私はこの本を読んでいて、たいへんに胸苦しくなってしまいました。明らかに新しい「神」の理論の上に生活し、先生という仕事を通じて、それを次の世代に「縦糸」として紡ぎ出している自分の存在に、そら恐ろしささえ感じました。出口なおの言う「われよし(利己主義)」「つよいものがち(弱肉強食)」世界でのうのうと生きている私。
この本の一つの特徴は、本来の「縦糸」の中心人物として、出口なお(この本ではナオと表記されています)を置いている点でしょう。彼女の素朴にして重厚な純日本的存在感は、確かに非近代そのものでした。彼女の言葉「お筆先」は、ある意味言葉(ロゴス)にすらなっていません。
さらに面白いのは、彼女の後を継いだ出口王仁三郎を、徹底的に「横糸」として描いていることですね。彼は常に「贋作師」「政治屋(フィクサー)」「経営者」「無軌道な男」として登場します。彼にはたしかにそういう側面もありましたからね。いや、ある方向から見れば、まさにそのとおりであったと思います。しかし、あまりに多面的な王仁三郎のことです。濱田さん、「横糸」にこだわりすぎて、王仁三郎に関しては描ききれていなかったかもしれません。
ここでまた私の勝手な「モノ・コト論」になってしまいますが、なおが近代化の波の中で吐き出した糸は、まさに「モノ」でした(もちろんこの「モノ」は物質という意味ではありません)。それに対して、貨幣(=かね)は「コト」の象徴であります。王仁三郎は「モノ」も「コト」も併呑し、結局「モノガタリ」を吐き出した。彼があえてなおとぶつかり合ってみせたのは有名な話です。そうして、彼女の吐き出した「モノ」を、自らがメディアになって世間に提示して見せた。まさに物語ったわけです。
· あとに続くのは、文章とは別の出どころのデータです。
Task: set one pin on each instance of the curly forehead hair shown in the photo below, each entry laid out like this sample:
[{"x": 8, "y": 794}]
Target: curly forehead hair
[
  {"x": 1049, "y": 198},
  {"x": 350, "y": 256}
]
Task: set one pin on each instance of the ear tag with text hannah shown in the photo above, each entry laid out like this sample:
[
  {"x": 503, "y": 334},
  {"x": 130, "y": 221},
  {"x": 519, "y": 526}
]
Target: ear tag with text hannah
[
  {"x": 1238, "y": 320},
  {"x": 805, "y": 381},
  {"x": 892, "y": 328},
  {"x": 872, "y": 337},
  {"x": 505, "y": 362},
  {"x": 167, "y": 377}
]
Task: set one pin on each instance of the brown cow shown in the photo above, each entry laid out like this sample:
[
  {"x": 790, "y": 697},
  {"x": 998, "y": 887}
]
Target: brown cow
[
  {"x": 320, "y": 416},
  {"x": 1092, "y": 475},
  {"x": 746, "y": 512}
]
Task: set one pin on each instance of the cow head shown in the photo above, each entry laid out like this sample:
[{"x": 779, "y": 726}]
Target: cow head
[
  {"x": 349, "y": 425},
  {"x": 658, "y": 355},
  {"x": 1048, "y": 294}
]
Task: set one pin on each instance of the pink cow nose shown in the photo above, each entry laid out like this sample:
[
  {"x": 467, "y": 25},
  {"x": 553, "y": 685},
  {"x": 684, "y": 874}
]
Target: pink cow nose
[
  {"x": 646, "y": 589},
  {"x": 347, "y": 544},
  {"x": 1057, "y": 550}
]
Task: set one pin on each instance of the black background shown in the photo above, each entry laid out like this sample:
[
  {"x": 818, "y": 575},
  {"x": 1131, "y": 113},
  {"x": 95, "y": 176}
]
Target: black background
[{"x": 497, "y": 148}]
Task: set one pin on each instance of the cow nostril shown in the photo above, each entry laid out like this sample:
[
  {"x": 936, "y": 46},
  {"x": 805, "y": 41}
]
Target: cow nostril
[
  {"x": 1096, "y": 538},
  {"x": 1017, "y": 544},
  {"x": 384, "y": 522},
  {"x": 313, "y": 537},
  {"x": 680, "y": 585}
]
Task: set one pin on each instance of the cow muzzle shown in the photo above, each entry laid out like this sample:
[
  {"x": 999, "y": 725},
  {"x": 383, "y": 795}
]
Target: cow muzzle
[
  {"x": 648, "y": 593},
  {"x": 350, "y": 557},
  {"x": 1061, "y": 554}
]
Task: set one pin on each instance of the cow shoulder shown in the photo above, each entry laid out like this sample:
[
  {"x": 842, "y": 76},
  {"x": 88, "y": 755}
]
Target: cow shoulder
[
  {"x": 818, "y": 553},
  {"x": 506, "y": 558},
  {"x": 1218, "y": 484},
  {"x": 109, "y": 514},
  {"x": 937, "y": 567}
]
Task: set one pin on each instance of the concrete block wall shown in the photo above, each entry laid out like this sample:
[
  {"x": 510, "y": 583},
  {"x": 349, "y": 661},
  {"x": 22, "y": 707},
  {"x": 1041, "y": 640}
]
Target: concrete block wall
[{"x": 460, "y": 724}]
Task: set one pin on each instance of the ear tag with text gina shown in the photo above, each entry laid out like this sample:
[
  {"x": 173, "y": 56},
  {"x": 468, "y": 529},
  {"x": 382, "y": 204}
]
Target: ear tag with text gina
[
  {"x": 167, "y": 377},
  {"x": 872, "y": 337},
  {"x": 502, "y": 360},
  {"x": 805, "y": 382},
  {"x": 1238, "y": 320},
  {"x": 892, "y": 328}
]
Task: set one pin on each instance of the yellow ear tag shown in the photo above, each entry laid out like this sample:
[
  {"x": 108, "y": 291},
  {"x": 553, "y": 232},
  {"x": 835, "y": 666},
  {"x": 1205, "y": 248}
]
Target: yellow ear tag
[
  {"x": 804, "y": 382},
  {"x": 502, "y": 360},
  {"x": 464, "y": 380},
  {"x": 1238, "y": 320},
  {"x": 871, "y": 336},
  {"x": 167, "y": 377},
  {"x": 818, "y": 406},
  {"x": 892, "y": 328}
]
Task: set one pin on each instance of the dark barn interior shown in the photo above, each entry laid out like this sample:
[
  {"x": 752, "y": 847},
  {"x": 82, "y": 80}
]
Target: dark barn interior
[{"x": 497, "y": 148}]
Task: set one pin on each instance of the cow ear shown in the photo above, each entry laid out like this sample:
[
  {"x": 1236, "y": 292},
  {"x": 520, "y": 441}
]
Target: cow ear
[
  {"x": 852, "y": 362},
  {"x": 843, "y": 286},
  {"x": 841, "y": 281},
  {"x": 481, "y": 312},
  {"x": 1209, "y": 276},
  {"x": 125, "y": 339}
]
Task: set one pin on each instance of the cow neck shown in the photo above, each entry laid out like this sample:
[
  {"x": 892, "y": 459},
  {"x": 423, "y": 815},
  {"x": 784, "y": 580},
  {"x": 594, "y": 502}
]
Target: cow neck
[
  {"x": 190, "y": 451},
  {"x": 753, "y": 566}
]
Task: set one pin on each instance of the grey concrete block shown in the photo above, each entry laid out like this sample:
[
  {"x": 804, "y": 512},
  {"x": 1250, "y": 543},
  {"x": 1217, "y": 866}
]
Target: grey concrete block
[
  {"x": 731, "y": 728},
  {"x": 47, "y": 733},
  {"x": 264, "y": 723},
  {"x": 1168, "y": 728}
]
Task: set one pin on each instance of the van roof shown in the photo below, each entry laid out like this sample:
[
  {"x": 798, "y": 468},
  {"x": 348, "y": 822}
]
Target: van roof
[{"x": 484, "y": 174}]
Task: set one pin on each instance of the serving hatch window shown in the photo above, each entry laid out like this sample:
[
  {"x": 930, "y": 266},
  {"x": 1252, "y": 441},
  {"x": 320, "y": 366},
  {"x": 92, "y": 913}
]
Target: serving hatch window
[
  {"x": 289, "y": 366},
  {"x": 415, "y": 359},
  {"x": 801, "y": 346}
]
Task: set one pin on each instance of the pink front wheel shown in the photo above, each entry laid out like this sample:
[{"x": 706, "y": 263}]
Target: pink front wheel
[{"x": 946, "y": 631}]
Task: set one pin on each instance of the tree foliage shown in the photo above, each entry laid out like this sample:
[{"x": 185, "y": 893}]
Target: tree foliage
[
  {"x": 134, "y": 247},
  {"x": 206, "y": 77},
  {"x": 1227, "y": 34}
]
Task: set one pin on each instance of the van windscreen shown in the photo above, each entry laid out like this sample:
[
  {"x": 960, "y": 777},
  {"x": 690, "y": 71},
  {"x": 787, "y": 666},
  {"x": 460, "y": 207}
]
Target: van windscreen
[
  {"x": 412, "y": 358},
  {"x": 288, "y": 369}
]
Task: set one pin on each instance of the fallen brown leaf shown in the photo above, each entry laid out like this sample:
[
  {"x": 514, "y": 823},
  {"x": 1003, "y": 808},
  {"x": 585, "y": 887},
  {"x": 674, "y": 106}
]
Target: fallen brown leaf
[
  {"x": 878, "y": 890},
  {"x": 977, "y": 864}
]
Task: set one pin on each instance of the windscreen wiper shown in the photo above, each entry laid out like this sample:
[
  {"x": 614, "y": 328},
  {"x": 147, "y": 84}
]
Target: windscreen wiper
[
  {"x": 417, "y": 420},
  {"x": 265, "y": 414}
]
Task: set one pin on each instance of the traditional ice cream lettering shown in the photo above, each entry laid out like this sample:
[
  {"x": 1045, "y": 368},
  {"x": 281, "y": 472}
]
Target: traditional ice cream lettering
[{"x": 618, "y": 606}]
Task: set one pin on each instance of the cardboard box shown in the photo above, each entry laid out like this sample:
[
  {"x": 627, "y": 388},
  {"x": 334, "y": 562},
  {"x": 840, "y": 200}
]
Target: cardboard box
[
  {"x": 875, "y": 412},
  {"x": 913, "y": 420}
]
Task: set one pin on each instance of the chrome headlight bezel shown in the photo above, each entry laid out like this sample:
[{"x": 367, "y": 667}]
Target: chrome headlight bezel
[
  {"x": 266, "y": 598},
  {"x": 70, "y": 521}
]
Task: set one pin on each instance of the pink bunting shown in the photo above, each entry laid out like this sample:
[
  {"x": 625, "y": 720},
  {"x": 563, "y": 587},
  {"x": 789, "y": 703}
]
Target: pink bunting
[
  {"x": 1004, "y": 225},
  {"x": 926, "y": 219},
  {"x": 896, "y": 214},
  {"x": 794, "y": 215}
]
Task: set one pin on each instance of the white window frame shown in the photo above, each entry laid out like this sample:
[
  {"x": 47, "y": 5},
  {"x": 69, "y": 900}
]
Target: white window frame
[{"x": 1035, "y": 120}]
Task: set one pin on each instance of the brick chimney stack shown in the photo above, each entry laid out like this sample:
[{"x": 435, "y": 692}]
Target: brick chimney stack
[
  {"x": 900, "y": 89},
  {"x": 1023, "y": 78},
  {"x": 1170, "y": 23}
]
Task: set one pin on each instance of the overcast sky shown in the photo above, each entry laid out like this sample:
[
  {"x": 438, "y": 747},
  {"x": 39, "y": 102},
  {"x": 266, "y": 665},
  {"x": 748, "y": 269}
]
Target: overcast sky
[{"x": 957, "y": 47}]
そして、再び自分を省みてみますと、私たちは今、完全に「モノ」より「コト」に生きているということになりますね。ある意味、三島由紀夫がああいう形で物語ったのを最後に、私たちは「神話」を失ってしまった。あの時三島が絶望した、市ケ谷の若い自衛隊員の姿は、すなわち私たち自身のそれだったのでした。
いやあ、それにしてもこれはすごい本でした。軍部や天皇家と財閥、宗教団体の関係など、私が今まで知らなかったことが、もちろんたくさん書かれていまして勉強になったんですけれども、それ以上に、ああやっぱりあの戦争が大きな分岐点だったのだな、ということを改めて痛感しましたね。戦争がいけないことだというのは単純に知っていますが、あの時、日本人が(正確に意識しなかったにせよ)何と戦ったのか、何に負けたのかを、いろいろな視点から考えてみることは、とても重要なことでしょう。
この本が、今絶版になっていて手に入りにくいというのは、実に残念なことです。どうでもいい本が書店に山積みにされ、こういう本が消えていくこと自体、新しい「神」のシステムがしっかり機能していることを証明しています。今回、この本を貸してくださった伯爵さま、本当にありがとうございました。